The greatest invention of all time (Wow! That’s putting it out there) is the automatic washing machine. No one calls it an “automatic” washer anymore. Today’s generation has no idea what the world was like when this invention first started showing up in basements across America in the 1950’s. It replaced the “wringer” washing machine, which was nothing more than a steel drum with an agitator motor to slosh the clothes around and a set of rolling pin like bars that you fed the clothes into to wring out the excess water. Even that device was a step up from a hand cranked wringer and a stick to push the clothes back and forth in a tub. Before that, I guess it was the “beat the clothes on a rock by the side of the creek” process. I don’t go back quite that far, but I was there when my mother got her “automatic” washing machine.
It was installed in the basement, a few feet from a matched set of stationary tubs that were used to presoak clothes before they went into the wringer washer. My mother kept up the presoak process, like many housewives of the day, because she didn’t trust the “newfangled” machine to get clothes clean with such little effort. Kind of like, what many of us do today, by rinsing dishes thoroughly before stacking them in the dishwasher.
Eventually, people accepted the change and stopped the pre-wash step. The term, “automatic” was put aside and the washer machine became simply, the washer. So here I am, sixty some years later, using an automatic washer, despite getting a, “Tsk, tsk, tsk,” from my wife when I do so. I usually wait until I’m home alone, just like I do when I climb the ladder to wash or paint our 212-year-old clapboards. I’m happiest when I’m unsupervised; I can ignore her plea of, “Just let me do your wash.”

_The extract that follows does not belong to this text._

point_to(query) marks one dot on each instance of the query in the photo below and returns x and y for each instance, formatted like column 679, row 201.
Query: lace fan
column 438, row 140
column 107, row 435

I do it because I don’t like her technique. I like to wash everything in my hamper in one load. And, get this, she thinks the clothes should be divided into piles: whites, colors, permanent press, etc., and washed separately. I cram mine in and set the cycle to large load. I have a two by four handy to jam them in when the lid won’t close. I did add one step, at her insistence. I check the pockets for paper receipts and tissues, so the washer, the dryer and the clothes don’t end up imbedded with confetti. Oh sure, my stuff has wrinkles, some of the stains don’t come out and a few white things have become pinkish. But, wrinkles are in these days and “real men” wear pink. As for the stains, well, if I hold my arm in front of them nobody notices. Trouble is, I’m getting a catch in my elbow and don’t know how long I can continue with that technique. I might be forced to listen to her for a change.